I tried a little experiment. I started Nero (I have version 8.3, from 2007), made a .iso file containing some text files, then opened it with WinRar (version 3.0, from 2002). I could view and extract the text files from it. From what I've read, there are other programs that can open .iso archives too, for example 7-zip.

I don't know if that works with ISO files created with Deep Burner Pro.

Edit: even if it works, I wouldn't recommend using .iso files this way. If you need file archives, you're better off with .zip archives because they are easier to use.

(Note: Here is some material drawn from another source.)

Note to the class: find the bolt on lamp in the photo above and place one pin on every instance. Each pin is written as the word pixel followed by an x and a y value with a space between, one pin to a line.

About your mouse becoming sluggish... yes and no. I have a Q6600-based PC too, with a Plextor and an LG. Whenever I insert a DVD (blank for writing, or some movie DVD), things stop for a few seconds while the drive reads. It happens with both my drives. My mouse doesn't become sluggish, but winamp for example starts repeating the last 2 or 3 seconds about 3 or 4 times, Windows Explorer shows an hourglass, etc. I've seen this hundreds of times over the past 4 years. I wouldn't worry about it.
a c 415 G Storage
March 29, 2011 11:13:11 PM

Yep, there are several programs around that can read ISO files. In fact you can get drivers which will read an ISO file and make it look like a "virtual CD" drive on your system. And if you run a virtual machine you can attach an ISO file to the virtual machine so that the machine sees it as a CD/DVD drive.